With regard to the methodology of this paper, the numerical vector pressure analysis used an end expiratory gastric baseline whereas the vector profiling was referenced using an oesophageal pressure baseline. This is in contrast with previous studies which have uniformly used a gastric baseline in vector analysis and profiling.1-3 If a gastric baseline had been applied to this study, the distal ‘crural’ high pressure zone (3 mm Hg) would have been less evident. These authors have thus presented a fundamental change in the methodology of vector profiling.
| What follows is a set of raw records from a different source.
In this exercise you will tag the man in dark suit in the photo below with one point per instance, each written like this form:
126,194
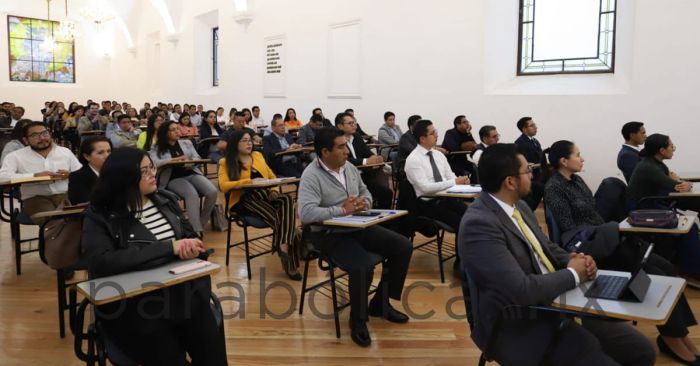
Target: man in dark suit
510,261
374,178
279,140
532,151
634,134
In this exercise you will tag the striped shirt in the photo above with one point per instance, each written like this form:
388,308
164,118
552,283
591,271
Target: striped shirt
155,222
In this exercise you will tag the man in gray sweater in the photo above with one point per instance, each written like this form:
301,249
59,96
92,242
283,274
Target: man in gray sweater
331,187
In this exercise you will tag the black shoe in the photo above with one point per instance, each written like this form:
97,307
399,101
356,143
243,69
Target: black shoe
387,312
664,348
359,333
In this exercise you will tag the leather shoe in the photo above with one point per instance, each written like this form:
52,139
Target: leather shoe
665,349
391,315
359,333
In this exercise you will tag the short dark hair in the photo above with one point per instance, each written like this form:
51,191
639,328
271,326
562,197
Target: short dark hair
498,162
88,146
631,127
420,129
325,139
339,118
33,124
387,115
484,131
522,123
412,120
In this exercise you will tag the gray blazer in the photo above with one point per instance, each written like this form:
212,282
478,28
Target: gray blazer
504,271
164,174
385,137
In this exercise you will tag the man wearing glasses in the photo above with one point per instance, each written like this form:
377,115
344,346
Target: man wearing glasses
41,157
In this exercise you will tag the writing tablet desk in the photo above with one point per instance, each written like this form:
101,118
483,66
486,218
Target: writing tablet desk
119,287
685,223
295,151
660,299
348,221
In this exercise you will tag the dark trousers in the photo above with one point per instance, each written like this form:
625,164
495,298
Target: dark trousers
350,251
159,327
447,210
378,185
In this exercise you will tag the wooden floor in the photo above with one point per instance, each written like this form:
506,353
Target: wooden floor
29,324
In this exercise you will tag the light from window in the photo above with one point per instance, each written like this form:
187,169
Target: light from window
566,36
29,61
215,56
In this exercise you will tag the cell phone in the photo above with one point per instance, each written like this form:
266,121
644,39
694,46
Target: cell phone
366,213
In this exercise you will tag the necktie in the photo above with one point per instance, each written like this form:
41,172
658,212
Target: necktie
533,242
436,172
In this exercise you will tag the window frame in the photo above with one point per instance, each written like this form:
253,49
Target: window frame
520,71
54,26
215,56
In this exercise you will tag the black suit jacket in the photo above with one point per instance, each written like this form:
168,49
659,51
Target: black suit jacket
271,146
362,151
627,160
504,271
531,149
81,184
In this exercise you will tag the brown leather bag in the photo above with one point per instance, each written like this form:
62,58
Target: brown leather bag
62,242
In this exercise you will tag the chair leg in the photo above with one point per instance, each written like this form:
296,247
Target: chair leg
247,250
228,242
303,286
440,237
61,287
335,300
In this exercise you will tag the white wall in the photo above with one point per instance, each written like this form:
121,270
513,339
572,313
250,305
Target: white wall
437,59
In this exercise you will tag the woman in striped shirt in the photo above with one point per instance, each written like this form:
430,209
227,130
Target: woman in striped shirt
130,226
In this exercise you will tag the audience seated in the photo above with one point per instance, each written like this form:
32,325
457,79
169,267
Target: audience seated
532,151
277,142
573,208
17,139
42,157
634,134
126,135
460,138
241,166
375,178
162,326
94,150
332,187
429,172
511,262
290,119
186,181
Our own experiences with vector manometry of the LOS have shown that this technique has poor reproducibility. We have performed rapid pull-through vector manometry (8 channel catheter, 0.5 ml/min perfusion, 0.5 cm/s pull-back speed) 10 times each on 17 volunteers. Using a gastric baseline we found a median coefficient of variance of 42% for LOS vector volume and 19% for LOS pressure with widely differing three dimensional vector profiles in individual patients (unpublished observation; fig 1).
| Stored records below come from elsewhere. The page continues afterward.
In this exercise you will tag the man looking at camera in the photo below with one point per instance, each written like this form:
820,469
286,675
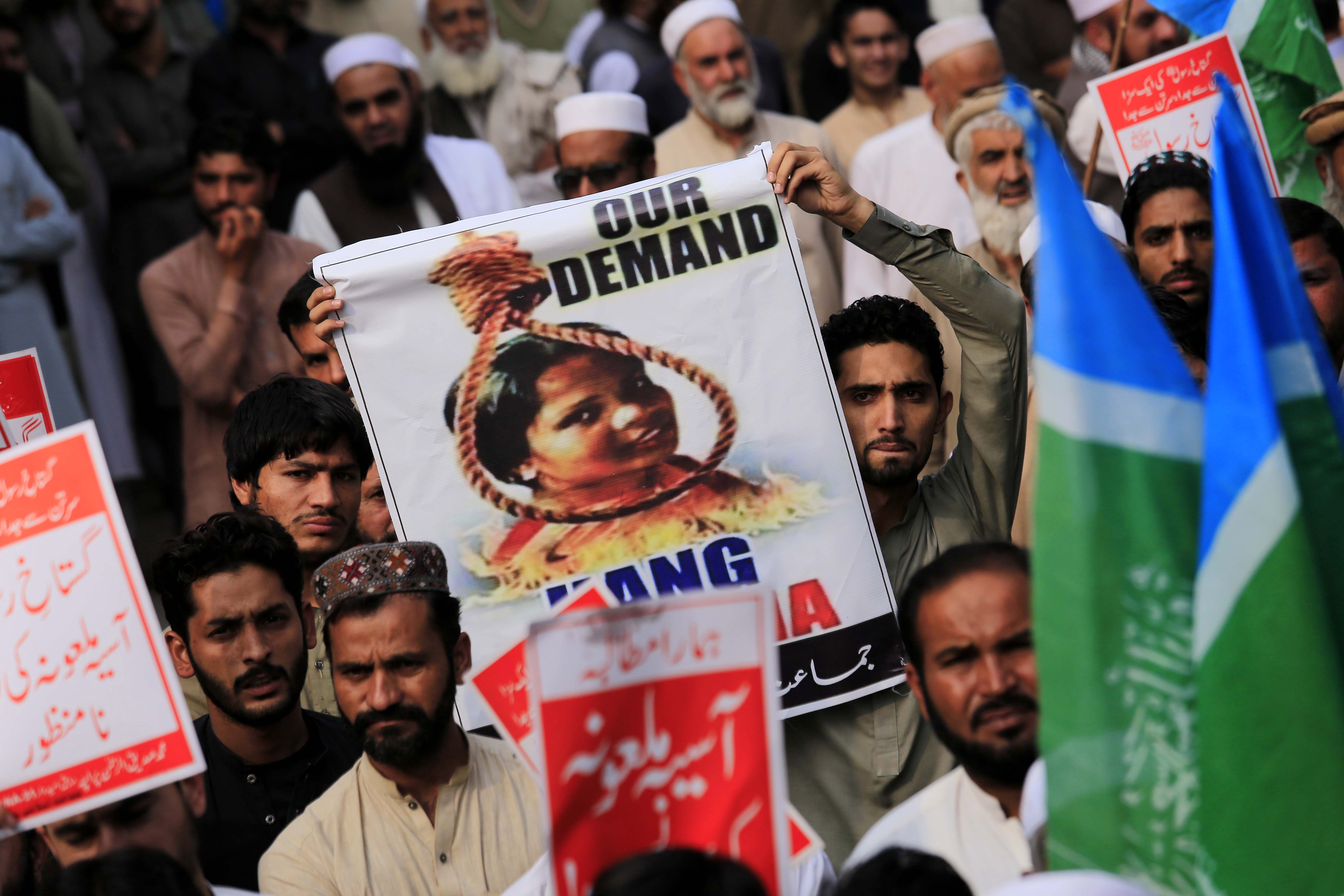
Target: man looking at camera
233,592
213,300
428,809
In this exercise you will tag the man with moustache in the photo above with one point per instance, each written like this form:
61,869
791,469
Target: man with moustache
211,301
394,178
496,91
972,667
233,593
715,66
1170,225
428,809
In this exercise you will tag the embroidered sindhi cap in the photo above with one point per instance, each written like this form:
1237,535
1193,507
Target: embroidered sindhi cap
381,569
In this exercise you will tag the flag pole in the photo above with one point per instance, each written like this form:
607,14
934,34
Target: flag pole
1115,64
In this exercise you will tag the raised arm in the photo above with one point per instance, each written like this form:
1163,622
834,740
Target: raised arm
988,318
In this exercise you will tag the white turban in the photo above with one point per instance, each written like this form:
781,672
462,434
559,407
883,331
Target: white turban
951,35
1104,217
1072,883
601,111
1085,10
364,50
689,15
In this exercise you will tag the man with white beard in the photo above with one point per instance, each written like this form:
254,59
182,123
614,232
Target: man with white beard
715,68
496,91
990,150
1326,132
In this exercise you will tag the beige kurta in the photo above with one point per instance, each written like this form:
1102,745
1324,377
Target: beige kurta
218,363
851,764
364,838
691,143
854,121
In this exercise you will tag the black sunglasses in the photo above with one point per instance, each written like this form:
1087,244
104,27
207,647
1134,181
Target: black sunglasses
601,175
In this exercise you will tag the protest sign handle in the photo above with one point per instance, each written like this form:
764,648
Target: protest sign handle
495,287
1115,65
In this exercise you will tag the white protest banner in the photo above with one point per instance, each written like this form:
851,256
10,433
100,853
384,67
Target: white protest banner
23,397
1170,101
91,704
652,406
659,729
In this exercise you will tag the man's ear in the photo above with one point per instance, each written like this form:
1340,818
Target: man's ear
181,655
913,678
242,491
944,410
463,658
837,56
681,77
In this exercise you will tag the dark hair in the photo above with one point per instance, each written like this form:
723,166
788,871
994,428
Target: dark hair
902,871
132,871
847,10
949,566
507,402
1158,179
1187,327
674,872
287,417
224,543
882,319
1304,220
444,609
294,308
238,134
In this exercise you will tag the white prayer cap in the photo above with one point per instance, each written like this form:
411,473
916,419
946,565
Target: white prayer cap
1085,10
1104,217
362,50
949,37
601,111
1072,883
1031,811
689,15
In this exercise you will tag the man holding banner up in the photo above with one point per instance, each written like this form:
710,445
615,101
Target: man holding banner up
850,764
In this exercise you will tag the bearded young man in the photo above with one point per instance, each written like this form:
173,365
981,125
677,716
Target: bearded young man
972,667
428,809
496,91
717,69
394,178
233,593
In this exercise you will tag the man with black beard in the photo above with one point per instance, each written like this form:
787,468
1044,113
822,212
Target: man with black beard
394,178
233,593
972,667
428,809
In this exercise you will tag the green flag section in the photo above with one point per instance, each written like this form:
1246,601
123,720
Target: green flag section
1115,557
1288,65
1268,596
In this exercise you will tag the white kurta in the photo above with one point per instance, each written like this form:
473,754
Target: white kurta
471,171
909,171
959,821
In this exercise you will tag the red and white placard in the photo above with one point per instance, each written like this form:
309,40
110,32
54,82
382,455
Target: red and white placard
503,683
89,702
659,727
1170,103
23,398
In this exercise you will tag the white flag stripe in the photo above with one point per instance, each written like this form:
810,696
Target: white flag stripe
1127,417
1252,527
1292,373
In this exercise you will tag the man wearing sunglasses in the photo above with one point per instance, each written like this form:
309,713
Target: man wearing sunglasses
604,143
394,178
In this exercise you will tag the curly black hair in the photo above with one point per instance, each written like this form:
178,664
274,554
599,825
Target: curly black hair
882,319
291,416
224,543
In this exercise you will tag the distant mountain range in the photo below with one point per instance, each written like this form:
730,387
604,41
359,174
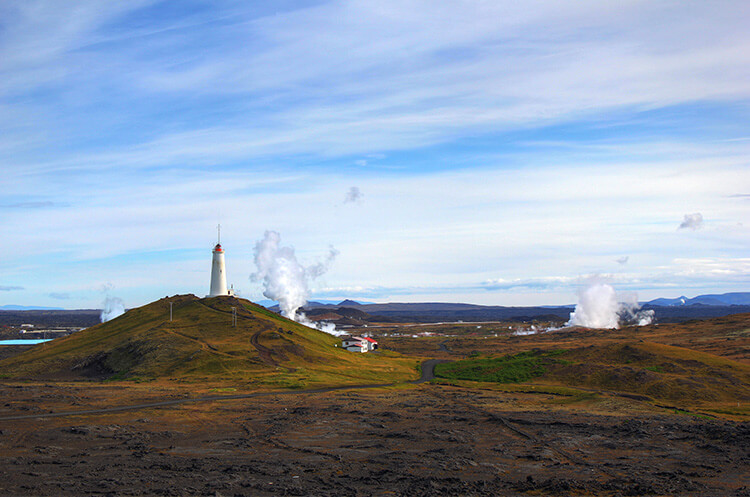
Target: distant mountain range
736,298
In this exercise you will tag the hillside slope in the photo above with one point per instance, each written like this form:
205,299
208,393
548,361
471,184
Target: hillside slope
202,343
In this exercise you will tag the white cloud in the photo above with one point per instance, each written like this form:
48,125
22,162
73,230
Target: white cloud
692,221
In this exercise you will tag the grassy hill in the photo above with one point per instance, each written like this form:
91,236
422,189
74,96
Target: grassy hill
649,370
201,343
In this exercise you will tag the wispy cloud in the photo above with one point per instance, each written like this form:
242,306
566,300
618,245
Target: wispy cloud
524,146
692,221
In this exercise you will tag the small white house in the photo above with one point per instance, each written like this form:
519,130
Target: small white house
359,344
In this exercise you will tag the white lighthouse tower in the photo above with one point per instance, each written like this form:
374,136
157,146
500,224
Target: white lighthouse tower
218,271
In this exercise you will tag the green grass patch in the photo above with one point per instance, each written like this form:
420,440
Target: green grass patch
655,369
507,369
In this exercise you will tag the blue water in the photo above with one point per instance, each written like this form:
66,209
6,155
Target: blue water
24,341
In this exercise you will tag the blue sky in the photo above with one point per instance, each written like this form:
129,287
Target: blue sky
505,151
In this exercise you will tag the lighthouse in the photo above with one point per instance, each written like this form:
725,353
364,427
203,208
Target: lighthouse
218,271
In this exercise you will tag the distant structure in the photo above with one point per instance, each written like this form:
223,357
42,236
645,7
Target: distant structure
358,344
219,271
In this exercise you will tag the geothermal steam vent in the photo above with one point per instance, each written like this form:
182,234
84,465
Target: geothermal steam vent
219,271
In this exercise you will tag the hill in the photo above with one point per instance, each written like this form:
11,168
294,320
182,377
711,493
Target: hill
201,343
723,299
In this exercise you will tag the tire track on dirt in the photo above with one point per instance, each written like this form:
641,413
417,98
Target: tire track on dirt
507,424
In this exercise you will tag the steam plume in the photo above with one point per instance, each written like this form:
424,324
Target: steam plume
692,221
111,308
598,307
284,278
354,194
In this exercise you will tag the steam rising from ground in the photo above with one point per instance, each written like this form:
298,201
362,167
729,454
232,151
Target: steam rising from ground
111,308
285,280
598,307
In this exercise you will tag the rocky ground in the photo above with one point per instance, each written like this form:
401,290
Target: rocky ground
418,440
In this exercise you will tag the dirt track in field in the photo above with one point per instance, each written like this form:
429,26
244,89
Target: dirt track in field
424,440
We believe that three factors contribute to the poor reproducibility of vector manometry. Firstly, the point at which respiration is suspended is critical in defining vector volume. It is likely that the point at which respiration is suspended varies from patient to patient and from pull-through to pull-through—that is, not all patients suspend respiration at the end tidal point. Secondly, it is unlikely that the diaphragm is completely relaxed during a 15 second expiratory breath hold. It is speculated that crural activity would therefore be expected. Finally, there can be significant minute to minute variation in lower oesophageal sphincter tone.4
The poor reproducibility of vector manometry has been described previously by Bemelman et al using rapid pull-through vector manometry (8 channel catheter, 0.7 ml/s pull-back speed). They showed that mean LOS pressure varied from 20 to 80 mm Hg in 20 pull-throughs performed in one hour in the same patient.3
Kahrilas et al did not mention the number of pull-throughs for each patient or the reproducibility of vector profiling. It is therefore difficult to draw accurate conclusions on the size and position of high pressure zones, particularly when the study population is limited to seven patients.